• Ce jour, on peut fêter la rose

    En bons républicains, nous sommes sensés ne pas l’ignorer. Ce 20 avril nous fêtons la rose, premier jour du mois Floréal, huitième mois  du calendrier révolutionnaire. Floréal car, selon Fabrice d’Eglantine, le bien nommé, il marquait l’ouverture de la période de l’épanouissement des fleurs. Demain, nous fêterons les chênes. Mercredi, ce sera la fougère, jeudi l’aubépine. Mais vendredi, cinquième jour de Floréal, honneur au rossignol.

    Dans tout mois républicain, les jours se terminant par un 5 portaient le nom d’un animal, les 10e, 20e et 30e quant à eux avaient un rapport avec le travail des paysans. Ainsi le mercredi 29 avril prochain, 10e jour de Floréal, nous fêterons les râteaux. 
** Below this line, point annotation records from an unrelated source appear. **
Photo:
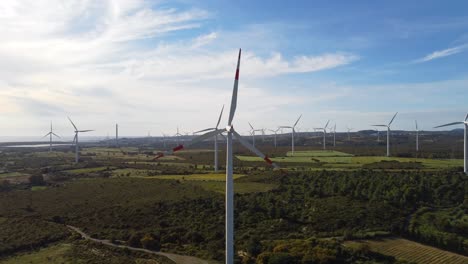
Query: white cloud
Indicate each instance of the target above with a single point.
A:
(443, 53)
(108, 61)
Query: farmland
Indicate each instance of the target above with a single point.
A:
(320, 199)
(404, 249)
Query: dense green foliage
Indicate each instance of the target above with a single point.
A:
(17, 234)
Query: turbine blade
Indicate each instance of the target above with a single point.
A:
(204, 130)
(246, 144)
(220, 115)
(450, 124)
(193, 141)
(72, 123)
(297, 120)
(234, 92)
(392, 119)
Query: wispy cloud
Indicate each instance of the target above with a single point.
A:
(442, 53)
(125, 61)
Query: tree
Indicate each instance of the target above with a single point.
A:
(253, 247)
(149, 242)
(36, 180)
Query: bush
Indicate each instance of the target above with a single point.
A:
(149, 242)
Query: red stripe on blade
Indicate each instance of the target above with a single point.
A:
(268, 160)
(178, 148)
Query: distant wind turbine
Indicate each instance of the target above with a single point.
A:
(75, 140)
(117, 135)
(229, 165)
(50, 134)
(349, 130)
(292, 134)
(417, 135)
(324, 130)
(252, 133)
(275, 132)
(178, 135)
(334, 135)
(215, 138)
(465, 142)
(388, 133)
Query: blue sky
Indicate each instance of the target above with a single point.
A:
(156, 65)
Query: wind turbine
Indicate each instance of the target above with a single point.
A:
(417, 135)
(378, 135)
(50, 134)
(117, 135)
(252, 133)
(292, 134)
(334, 135)
(324, 129)
(388, 133)
(349, 130)
(215, 137)
(229, 165)
(465, 147)
(75, 139)
(275, 132)
(178, 135)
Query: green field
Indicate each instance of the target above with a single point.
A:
(318, 153)
(325, 159)
(199, 177)
(13, 174)
(53, 254)
(86, 170)
(239, 187)
(410, 251)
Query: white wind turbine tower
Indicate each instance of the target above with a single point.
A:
(252, 133)
(292, 134)
(215, 138)
(388, 133)
(275, 132)
(465, 143)
(117, 135)
(75, 140)
(417, 135)
(349, 130)
(177, 135)
(324, 130)
(50, 134)
(229, 165)
(334, 135)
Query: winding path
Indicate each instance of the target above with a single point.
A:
(179, 259)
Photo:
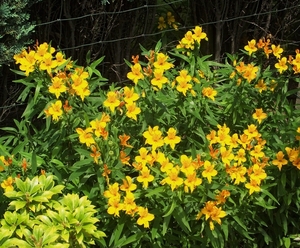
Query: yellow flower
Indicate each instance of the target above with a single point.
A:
(209, 92)
(129, 206)
(27, 62)
(259, 115)
(55, 110)
(60, 59)
(258, 174)
(135, 73)
(123, 140)
(154, 137)
(240, 156)
(172, 178)
(172, 139)
(144, 157)
(162, 63)
(251, 132)
(112, 192)
(226, 155)
(95, 154)
(191, 182)
(159, 79)
(42, 50)
(132, 110)
(86, 136)
(280, 160)
(183, 80)
(145, 217)
(213, 212)
(112, 101)
(98, 126)
(257, 153)
(253, 186)
(277, 51)
(7, 184)
(130, 95)
(209, 171)
(47, 64)
(145, 177)
(114, 206)
(281, 65)
(251, 47)
(128, 185)
(57, 86)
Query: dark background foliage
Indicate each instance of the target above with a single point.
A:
(116, 28)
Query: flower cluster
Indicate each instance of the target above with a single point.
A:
(126, 96)
(119, 202)
(63, 78)
(268, 48)
(192, 39)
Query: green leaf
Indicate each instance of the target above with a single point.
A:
(33, 162)
(181, 218)
(171, 209)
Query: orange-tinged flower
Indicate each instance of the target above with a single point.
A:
(251, 132)
(172, 178)
(86, 136)
(113, 191)
(123, 140)
(172, 139)
(257, 152)
(135, 59)
(129, 206)
(129, 95)
(165, 164)
(114, 206)
(191, 182)
(253, 186)
(280, 160)
(7, 184)
(55, 110)
(128, 185)
(281, 65)
(136, 73)
(47, 64)
(159, 79)
(132, 110)
(277, 51)
(259, 115)
(226, 155)
(145, 177)
(209, 171)
(251, 47)
(154, 137)
(124, 158)
(258, 174)
(112, 101)
(145, 217)
(222, 196)
(98, 126)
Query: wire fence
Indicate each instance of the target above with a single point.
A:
(146, 8)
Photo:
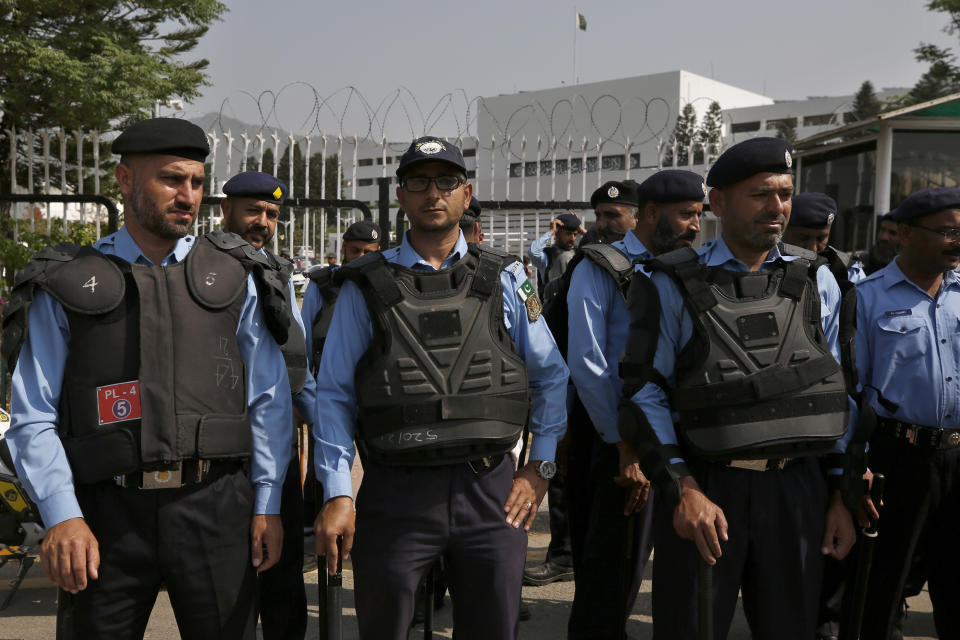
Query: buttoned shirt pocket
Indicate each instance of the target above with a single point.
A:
(901, 340)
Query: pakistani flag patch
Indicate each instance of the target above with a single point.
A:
(528, 294)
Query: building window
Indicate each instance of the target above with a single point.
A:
(814, 121)
(613, 163)
(777, 123)
(743, 127)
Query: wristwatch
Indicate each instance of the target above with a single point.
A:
(547, 469)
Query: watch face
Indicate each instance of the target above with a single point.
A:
(547, 469)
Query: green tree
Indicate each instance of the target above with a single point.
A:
(684, 133)
(87, 65)
(710, 133)
(866, 104)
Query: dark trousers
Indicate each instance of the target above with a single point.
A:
(558, 552)
(921, 510)
(775, 523)
(195, 540)
(610, 550)
(407, 517)
(283, 599)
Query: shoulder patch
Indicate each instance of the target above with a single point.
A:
(528, 295)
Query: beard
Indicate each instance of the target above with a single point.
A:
(153, 219)
(665, 240)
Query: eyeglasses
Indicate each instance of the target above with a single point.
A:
(444, 183)
(951, 234)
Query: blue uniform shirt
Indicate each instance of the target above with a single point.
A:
(676, 329)
(598, 324)
(351, 333)
(538, 256)
(908, 347)
(34, 442)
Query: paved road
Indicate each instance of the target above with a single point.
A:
(32, 615)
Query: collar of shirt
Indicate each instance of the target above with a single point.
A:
(633, 247)
(406, 255)
(122, 245)
(718, 254)
(892, 275)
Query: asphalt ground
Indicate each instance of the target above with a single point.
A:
(32, 614)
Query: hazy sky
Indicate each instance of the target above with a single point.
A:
(782, 49)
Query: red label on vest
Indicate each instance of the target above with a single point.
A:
(119, 402)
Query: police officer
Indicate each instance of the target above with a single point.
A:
(147, 377)
(881, 253)
(251, 210)
(611, 546)
(552, 251)
(445, 371)
(908, 352)
(744, 341)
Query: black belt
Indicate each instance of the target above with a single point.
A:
(191, 471)
(918, 435)
(482, 464)
(760, 465)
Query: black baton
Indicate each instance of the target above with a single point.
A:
(851, 629)
(705, 599)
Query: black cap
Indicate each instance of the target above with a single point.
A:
(812, 210)
(569, 221)
(256, 184)
(430, 149)
(169, 136)
(616, 192)
(923, 203)
(364, 231)
(750, 157)
(672, 185)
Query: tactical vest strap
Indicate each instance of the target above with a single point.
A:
(765, 384)
(376, 421)
(487, 277)
(795, 278)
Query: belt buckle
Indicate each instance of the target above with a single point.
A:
(482, 463)
(751, 465)
(163, 479)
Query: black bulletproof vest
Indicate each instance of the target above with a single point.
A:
(294, 348)
(150, 341)
(329, 290)
(758, 379)
(441, 382)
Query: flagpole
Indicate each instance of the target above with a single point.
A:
(576, 27)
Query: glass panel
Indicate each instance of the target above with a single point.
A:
(847, 175)
(923, 160)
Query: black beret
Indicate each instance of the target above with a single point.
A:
(923, 203)
(430, 149)
(812, 210)
(616, 192)
(569, 221)
(364, 231)
(672, 185)
(169, 136)
(750, 157)
(256, 184)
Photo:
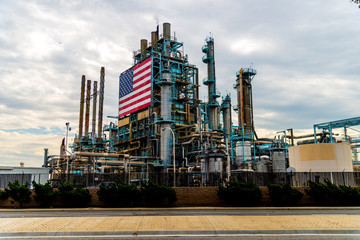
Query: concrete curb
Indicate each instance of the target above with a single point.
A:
(180, 233)
(174, 208)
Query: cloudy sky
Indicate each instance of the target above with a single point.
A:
(306, 54)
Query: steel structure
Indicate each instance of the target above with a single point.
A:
(167, 129)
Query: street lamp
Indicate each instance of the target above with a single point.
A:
(173, 152)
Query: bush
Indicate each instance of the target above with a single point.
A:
(44, 194)
(331, 194)
(74, 197)
(284, 195)
(238, 193)
(119, 194)
(158, 195)
(19, 193)
(4, 195)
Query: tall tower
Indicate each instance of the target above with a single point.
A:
(244, 99)
(210, 81)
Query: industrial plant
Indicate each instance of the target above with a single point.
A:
(163, 127)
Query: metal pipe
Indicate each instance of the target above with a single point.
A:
(154, 38)
(94, 111)
(81, 117)
(143, 45)
(101, 101)
(87, 109)
(166, 30)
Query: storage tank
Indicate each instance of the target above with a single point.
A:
(321, 157)
(242, 153)
(279, 161)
    Mais dès  dimanche 26 avril, nous  serions en droit de fêter le muguet, soit cinq jours avant la tradition bien établie du 1er mai, du calendrier grégorien.

     

    Ce jour, on peut fêter la rose

    Selon le calendrier républicain le 11 mai sera la fête de la fritillaire

     

    Le lundi 11 mai, jour du possible déconfinement, jour où l’on fête, comme je l’ai récemment rappelé, Saint Mamert, le premier des trois saints de glace,  sera aussi, tous calendriers confondus, celui de la fritillaire. Sera-ce la fleur du renouveau attendu, d’une liberté de mouvements retrouvée ? Edouard Philippe, notre Premier ministre n’a pas fermé totalement la porte à l’espoir, mais tout laisse à penser qu’il nous faudra encore faire preuve de patience. Et quoi de mieux, dès lors,  qu’une immersion dans un savoir encyclopédique à portée de la main pour nous aider à tenir le coup.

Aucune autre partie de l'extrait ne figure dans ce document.